When the giant mountain-forming periods crushed Asia with the mass of the Indian sub-continent, more than the Himalayas sprang up. The mammals were profoundly affected by Tertiary and later tectonics. None more so than primates, who were forming ape and monkey lineages throughout tropical and other habitats.
Recently, in Myanmar, an odd-nosed monkey was discovered. Always an exciting event, the primate discovery has livened up the whole of primate evolution. Sheltered, intermontane valleys were left with unique speciations, while many species then extant became extinct. The mainland orang-utan(but not obviously the island orangs) and Gigantopithecus (a huge animal much larger than a gorilla) were both lost in the most recent changes.
The Hengduan Mountains are now supposed to have been the origin of the ancestor to the odd-nosed monkeys, which are a kind of Colobus. The ten spp. are shown in this map below, with the new species on the far left, near the Salween River (RSt = Rhinopithecus strykeri). It must be remembered that all the species are very rare, as they live in niches such as mangroves and high-altitude forest. R strykeri, for example was recently discovered in Myanmar and then also found in a part of SW China where it borders Myanmar.
Credit: Illustrations by Stephen Nash, Conservation International
(Above) Idealized distribution map of the ten odd-nosed monkey species in South-east Asia.
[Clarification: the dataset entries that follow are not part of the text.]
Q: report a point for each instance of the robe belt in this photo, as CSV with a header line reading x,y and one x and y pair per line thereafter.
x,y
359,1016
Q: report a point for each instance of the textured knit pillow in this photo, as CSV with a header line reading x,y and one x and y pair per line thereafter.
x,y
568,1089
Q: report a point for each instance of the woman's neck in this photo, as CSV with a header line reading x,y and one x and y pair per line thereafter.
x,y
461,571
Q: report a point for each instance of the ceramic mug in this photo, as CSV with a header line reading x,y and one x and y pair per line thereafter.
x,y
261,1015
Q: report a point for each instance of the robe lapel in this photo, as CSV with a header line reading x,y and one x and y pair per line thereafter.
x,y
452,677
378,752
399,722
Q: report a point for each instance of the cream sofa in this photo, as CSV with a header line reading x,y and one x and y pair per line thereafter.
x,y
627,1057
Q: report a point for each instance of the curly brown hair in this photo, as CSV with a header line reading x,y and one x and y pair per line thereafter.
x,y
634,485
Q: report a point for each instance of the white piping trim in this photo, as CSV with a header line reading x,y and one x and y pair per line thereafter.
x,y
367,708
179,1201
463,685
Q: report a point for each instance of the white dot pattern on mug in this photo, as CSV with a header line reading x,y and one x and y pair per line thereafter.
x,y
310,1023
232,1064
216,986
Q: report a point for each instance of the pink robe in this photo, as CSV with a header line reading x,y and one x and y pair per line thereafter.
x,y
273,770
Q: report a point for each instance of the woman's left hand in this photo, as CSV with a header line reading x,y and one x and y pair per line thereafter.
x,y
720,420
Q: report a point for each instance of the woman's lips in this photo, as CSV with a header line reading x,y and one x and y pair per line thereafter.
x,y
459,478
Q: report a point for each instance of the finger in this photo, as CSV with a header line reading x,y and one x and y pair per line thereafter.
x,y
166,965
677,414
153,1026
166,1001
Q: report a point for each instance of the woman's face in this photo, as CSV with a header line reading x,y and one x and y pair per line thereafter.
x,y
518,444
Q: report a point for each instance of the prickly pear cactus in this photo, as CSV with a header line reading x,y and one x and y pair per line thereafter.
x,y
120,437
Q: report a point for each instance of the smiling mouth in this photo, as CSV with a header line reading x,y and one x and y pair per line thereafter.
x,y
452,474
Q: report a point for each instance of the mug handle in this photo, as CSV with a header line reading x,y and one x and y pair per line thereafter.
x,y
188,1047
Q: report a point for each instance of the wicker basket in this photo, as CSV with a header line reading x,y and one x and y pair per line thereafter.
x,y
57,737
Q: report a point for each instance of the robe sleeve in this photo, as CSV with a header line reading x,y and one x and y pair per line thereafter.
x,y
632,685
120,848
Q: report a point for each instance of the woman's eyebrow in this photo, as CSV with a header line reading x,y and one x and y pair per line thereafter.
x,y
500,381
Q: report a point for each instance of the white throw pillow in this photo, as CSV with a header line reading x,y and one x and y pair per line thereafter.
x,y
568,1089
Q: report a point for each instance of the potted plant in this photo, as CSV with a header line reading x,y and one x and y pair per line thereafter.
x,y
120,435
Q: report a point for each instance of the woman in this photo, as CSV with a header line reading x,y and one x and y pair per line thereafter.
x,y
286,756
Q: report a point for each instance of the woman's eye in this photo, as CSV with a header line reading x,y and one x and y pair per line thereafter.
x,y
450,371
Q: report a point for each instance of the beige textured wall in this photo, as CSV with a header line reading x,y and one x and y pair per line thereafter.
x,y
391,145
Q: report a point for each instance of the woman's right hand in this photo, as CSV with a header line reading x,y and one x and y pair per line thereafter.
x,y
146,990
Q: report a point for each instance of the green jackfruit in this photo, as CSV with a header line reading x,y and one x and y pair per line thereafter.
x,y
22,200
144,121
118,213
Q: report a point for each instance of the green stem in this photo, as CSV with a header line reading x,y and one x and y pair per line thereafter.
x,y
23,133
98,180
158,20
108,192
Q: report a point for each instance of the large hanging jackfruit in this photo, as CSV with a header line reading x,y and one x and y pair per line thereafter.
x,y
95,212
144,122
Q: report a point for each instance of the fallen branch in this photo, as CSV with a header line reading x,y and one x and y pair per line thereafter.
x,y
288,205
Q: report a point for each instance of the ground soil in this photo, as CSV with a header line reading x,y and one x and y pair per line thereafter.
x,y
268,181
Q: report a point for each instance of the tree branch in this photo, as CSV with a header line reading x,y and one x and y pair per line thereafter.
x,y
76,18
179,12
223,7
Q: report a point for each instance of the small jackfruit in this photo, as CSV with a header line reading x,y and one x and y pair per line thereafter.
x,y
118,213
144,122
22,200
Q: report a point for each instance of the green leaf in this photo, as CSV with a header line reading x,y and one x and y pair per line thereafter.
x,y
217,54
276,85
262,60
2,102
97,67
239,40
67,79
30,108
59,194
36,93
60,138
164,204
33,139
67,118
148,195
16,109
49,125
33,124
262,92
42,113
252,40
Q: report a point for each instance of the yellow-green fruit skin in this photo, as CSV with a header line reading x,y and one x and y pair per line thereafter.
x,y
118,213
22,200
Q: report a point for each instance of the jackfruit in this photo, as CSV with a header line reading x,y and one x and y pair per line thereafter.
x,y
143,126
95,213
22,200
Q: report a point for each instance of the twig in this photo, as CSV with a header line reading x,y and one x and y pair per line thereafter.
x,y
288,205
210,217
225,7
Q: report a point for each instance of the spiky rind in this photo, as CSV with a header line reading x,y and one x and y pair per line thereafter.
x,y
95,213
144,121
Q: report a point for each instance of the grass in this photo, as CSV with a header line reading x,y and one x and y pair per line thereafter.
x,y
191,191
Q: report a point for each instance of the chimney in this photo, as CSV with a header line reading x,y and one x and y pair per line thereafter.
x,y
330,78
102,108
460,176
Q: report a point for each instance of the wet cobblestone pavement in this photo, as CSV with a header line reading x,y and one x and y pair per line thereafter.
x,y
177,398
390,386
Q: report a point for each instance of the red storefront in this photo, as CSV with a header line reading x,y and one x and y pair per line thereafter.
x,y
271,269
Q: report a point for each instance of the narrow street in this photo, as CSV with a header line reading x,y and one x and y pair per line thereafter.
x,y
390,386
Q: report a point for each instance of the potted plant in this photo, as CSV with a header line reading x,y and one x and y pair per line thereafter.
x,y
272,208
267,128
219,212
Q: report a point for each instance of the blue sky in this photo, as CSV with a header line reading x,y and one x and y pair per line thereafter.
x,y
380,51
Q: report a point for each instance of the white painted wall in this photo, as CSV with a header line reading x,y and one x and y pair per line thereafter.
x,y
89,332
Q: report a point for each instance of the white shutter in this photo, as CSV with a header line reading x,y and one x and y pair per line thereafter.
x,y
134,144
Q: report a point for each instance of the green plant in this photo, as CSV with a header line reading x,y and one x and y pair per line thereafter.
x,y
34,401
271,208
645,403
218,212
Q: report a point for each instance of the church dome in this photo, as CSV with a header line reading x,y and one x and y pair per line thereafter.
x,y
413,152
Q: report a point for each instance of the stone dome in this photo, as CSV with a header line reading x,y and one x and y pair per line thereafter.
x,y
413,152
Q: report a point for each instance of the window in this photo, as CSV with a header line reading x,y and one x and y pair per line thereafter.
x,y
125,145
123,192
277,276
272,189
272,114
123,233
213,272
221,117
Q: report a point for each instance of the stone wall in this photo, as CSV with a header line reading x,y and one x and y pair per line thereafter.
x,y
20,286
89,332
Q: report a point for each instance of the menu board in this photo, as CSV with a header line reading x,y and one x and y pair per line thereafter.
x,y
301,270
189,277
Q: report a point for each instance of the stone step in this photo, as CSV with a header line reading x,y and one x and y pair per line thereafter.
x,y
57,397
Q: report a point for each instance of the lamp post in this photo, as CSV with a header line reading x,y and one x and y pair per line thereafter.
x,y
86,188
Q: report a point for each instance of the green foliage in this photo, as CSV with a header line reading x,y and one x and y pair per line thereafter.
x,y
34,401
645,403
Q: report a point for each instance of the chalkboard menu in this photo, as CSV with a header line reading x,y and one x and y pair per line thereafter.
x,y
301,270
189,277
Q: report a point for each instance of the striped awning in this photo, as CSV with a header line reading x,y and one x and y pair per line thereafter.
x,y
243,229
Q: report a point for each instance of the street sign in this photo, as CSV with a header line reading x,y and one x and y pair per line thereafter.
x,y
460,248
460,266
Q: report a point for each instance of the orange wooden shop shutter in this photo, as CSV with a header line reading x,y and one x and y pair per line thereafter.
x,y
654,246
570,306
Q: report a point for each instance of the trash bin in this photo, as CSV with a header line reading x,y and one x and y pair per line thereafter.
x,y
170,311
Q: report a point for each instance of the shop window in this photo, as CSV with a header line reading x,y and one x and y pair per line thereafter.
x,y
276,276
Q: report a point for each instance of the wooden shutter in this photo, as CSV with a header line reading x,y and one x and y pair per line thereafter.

Hatched and blue lines indicate country borders and major rivers, and the Hengduan Mountain range as presumed centre of origin is depicted as dashed circle. Abbreviations used in the figure: Rro = R. roxellana, Rbi = R. bieti, Rst = R. strykeri, Rbr = R. brelichi, Rav = R. avunculus, Pne = P. nemaeus, Pci = P. cinerea, Pni = P. nigripes, Sco = S. concolor, and Nla = N. larvatus, CN = China, KH = Cambodia, LA = Laos, MM = Myanmar, VN = Vietnam. A and B refer to the distribution of main haplogroups of R. bieti and P. cinerea, respectively.
The Rhinopithecus genus is regarded as a base for the evolution of the "odd-nosed monkeys", descended from an extinct genus called Mesopithecus. This animal was common at the Miocene/Pliocene interface, about 5mya, just before the major tectonic movements diverted the rivers to form huge barriers to the primates. Langurs (Semnopithecus spp.) became a group of SE Asian monkeys quite distinct from the odd-nosed monkeys, while island species shown here are relatives of Rhinopithecus that have survived to form extant "odd-nosed monkeys."
The Rhinopithecus species suffered badly as forests were radically reduced and altered by geological change, not least in the courses of rivers. Other primates such as crested gibbons show evidence that they, too, were affected by these climatic and geological disruptions. Hainan island for example hangs on to a remnant of just two families of one species (a mere 20 sorry individuals).
These animals are even rarer than the snub-nosed monkeys and all seven species are critically endangered, not to say neglected. However, at least the monkeys have survived long enough to give us an insight into the world of early human inhabitants in Asia, as giant apes and many other species adapted to the rapidly changing niches of the new valleys and forests.